El coordinador del Área de Rehabilitación Física de la Facultad de Educación Física y Deporte (FEFyDE) de la UAS manifestó que la intervención oportuna mediante terapia física no solo acelera el proceso natural de curación del cuerpo, sino que previene el deterioro de la movilidad y restaura la autonomía funcional de las personas, permitiéndoles retomar sus actividades diarias sin limitaciones. Por ello, reiteró que el llamado es a acudir con un especialista inmediatamente después de sufrir cualquier lesión.
«La importancia radica en las consecuencias que pueda traer el dolor. Cuando estamos en una etapa crónica, significa que el dolor ya ha persistido por mucho tiempo y ya no se logra una recuperación total. En cambio, en una etapa aguda o reciente de la lesión, es más factible que la recuperación sea favorable», detalló.
El especialista enfatizó que los beneficios de la prevención y la rehabilitación oportuna son elementales para recuperar el bienestar general, ya que el cuerpo acumula tensión y desgaste diario que requieren un manejo profesional para evitar daños mayores a largo plazo.

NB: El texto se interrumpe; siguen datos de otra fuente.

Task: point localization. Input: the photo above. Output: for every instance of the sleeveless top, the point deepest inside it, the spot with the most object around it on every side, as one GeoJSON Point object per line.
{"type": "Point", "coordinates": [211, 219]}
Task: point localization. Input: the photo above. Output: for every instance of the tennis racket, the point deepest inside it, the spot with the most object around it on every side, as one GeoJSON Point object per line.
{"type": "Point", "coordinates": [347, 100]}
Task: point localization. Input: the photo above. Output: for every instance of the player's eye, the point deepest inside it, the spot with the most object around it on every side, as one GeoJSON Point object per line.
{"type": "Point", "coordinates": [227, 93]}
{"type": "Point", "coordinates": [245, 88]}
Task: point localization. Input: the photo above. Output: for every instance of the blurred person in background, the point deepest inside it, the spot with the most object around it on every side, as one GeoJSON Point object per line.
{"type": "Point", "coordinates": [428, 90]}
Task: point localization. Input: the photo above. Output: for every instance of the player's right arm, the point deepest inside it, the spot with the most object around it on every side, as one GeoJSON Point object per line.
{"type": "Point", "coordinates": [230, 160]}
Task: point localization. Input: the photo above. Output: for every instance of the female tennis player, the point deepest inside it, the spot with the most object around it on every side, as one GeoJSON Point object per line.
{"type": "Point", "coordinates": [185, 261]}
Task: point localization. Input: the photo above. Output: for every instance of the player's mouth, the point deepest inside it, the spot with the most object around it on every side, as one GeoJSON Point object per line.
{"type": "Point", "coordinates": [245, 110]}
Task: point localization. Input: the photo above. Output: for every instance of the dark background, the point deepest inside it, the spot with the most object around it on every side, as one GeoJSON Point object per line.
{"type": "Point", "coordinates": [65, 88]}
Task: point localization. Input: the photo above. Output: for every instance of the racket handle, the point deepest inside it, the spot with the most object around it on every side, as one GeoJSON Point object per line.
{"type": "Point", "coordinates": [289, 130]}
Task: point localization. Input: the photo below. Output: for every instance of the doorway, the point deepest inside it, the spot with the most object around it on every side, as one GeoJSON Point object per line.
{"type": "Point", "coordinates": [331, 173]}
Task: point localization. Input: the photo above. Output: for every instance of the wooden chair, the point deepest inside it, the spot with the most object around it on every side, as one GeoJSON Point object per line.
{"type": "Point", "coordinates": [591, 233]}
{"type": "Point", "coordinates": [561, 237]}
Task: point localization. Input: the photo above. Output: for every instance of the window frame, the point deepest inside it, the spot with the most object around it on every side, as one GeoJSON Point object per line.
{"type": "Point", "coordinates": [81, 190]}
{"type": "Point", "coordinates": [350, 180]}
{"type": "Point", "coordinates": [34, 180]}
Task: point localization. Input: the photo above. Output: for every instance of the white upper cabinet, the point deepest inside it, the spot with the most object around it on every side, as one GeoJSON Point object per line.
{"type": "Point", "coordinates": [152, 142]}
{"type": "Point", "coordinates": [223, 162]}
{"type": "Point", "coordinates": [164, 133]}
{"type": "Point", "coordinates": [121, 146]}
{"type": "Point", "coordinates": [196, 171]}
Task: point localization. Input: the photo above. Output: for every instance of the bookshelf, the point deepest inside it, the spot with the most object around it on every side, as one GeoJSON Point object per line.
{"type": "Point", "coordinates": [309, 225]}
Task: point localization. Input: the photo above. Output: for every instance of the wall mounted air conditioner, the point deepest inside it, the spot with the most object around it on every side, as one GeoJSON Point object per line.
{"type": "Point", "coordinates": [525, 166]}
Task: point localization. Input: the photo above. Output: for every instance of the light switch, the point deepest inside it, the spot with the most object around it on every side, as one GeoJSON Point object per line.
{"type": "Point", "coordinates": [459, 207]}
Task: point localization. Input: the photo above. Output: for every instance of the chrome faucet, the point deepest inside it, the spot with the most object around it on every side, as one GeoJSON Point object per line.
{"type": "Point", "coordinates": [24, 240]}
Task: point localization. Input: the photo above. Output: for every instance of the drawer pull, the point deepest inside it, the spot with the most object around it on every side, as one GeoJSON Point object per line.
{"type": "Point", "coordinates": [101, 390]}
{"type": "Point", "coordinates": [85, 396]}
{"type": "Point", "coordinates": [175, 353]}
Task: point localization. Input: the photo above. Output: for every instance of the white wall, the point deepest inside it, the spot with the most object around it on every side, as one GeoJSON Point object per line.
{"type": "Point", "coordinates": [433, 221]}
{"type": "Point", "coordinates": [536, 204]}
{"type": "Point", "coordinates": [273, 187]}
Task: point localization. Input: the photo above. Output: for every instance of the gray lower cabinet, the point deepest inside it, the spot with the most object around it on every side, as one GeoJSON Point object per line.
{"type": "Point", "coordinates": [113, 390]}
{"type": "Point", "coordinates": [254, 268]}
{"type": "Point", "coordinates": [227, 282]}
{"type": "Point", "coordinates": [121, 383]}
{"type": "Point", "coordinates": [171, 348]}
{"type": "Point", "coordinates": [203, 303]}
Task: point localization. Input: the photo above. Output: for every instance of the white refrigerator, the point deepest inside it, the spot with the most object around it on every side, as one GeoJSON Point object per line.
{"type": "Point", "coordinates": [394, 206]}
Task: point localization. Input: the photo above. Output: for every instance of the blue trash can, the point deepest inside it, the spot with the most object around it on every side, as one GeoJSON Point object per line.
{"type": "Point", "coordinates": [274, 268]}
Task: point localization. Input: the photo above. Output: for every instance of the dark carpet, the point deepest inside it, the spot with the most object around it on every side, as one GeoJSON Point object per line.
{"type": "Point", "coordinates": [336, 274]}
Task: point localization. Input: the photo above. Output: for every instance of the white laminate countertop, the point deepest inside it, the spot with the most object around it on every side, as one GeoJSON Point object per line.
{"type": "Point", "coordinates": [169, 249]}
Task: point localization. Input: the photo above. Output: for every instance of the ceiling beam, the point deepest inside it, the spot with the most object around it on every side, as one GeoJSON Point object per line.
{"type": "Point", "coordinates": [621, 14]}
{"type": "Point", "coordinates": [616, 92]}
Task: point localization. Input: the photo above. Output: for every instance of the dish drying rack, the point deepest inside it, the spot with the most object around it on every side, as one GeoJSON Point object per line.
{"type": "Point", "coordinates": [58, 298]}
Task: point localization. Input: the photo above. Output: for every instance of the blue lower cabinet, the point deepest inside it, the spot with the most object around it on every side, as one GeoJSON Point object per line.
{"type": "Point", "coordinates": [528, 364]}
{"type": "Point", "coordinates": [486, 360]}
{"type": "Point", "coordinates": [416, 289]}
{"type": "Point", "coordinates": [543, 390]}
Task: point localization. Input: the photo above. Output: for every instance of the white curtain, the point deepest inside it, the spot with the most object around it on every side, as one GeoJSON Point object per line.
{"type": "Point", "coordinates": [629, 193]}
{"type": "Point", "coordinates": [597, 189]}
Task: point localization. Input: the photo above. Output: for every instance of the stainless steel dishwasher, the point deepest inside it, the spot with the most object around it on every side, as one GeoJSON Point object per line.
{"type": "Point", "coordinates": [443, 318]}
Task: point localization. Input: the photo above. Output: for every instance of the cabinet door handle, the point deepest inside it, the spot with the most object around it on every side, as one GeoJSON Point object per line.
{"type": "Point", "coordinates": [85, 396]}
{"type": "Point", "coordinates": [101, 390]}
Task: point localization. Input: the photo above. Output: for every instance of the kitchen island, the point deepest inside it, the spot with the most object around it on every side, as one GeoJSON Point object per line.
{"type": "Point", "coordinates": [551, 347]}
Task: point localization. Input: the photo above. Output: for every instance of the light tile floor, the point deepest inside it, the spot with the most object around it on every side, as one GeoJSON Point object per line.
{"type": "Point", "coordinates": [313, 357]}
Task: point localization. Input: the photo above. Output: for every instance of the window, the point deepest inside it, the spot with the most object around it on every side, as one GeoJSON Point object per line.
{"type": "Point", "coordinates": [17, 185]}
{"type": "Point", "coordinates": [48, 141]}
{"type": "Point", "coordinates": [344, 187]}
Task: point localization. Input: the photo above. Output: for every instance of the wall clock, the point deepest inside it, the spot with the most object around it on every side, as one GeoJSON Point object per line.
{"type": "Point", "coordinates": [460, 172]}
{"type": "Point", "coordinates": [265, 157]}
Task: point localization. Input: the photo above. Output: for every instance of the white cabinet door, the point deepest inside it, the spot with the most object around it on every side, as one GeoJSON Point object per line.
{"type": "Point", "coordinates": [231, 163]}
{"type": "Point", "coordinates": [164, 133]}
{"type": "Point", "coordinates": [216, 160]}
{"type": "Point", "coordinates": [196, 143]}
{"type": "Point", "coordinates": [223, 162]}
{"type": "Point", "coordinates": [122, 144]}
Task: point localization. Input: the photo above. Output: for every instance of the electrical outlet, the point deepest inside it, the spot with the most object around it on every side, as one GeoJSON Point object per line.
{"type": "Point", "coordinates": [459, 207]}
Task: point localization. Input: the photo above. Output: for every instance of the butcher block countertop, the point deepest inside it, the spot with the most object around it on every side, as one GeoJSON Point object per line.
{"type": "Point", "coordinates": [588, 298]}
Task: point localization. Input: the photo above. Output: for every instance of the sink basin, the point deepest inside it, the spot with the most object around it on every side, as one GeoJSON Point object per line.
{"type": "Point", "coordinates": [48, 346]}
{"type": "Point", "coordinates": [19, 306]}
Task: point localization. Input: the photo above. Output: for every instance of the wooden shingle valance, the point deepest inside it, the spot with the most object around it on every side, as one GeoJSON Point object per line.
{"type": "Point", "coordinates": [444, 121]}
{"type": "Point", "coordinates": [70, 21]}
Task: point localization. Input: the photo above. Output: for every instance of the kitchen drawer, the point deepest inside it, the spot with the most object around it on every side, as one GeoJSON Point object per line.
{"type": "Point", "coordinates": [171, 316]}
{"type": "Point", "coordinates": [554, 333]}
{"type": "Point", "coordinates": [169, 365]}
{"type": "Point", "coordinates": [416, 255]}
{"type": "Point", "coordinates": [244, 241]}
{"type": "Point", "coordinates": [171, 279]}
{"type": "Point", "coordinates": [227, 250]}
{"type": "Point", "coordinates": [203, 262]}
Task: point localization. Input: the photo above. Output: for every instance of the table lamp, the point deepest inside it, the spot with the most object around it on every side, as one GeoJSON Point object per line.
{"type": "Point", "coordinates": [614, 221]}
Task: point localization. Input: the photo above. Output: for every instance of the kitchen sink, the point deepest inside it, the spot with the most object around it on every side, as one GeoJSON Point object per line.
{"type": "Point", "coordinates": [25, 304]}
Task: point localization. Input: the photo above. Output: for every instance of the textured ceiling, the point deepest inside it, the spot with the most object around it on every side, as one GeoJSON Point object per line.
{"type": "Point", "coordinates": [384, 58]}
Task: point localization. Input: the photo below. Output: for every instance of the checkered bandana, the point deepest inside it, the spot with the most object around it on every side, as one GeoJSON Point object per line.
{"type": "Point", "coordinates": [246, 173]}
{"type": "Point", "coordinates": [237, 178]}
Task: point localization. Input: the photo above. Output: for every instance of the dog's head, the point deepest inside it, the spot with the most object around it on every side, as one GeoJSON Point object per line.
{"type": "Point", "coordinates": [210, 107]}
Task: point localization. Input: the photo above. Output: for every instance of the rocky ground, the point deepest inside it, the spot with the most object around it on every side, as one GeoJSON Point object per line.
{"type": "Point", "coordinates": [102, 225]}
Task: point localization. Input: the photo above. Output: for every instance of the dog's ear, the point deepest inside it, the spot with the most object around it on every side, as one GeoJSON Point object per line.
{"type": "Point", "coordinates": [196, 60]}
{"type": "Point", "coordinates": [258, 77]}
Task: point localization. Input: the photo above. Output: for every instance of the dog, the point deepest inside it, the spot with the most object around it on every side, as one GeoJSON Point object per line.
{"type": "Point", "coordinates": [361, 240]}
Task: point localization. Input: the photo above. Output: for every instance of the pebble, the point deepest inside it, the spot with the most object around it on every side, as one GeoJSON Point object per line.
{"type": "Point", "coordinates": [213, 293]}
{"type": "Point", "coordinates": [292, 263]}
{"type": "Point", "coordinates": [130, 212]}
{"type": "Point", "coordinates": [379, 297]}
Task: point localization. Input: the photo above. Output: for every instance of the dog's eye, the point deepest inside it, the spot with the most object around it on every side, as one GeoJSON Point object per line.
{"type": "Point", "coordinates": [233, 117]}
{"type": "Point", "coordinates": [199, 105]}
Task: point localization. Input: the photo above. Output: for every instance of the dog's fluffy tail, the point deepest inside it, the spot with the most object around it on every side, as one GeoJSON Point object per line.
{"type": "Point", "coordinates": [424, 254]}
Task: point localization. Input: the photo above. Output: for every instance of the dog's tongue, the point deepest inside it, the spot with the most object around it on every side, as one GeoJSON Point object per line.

Manifestó que el espectro de afectaciones que requieren atención terapéutica es amplio y abarca tanto incidentes cotidianos como deportivos. Indicó que las lesiones que comúnmente exigen un proceso de rehabilitación integral van desde esguinces, fracturas en etapa de consolidación, contracturas severas y distensiones musculares, hasta el manejo del desgaste articular y la aplicación de descargas musculares para liberar la tensión acumulada por el ejercicio o el estrés laboral.
Finalmente, afirmó que es importante destacar que la rehabilitación física no es exclusiva para atletas de alto rendimiento ni para un sector específico de edad, sino que estos procesos están diseñados para atender a niños, jóvenes, adultos y adultos mayores por igual.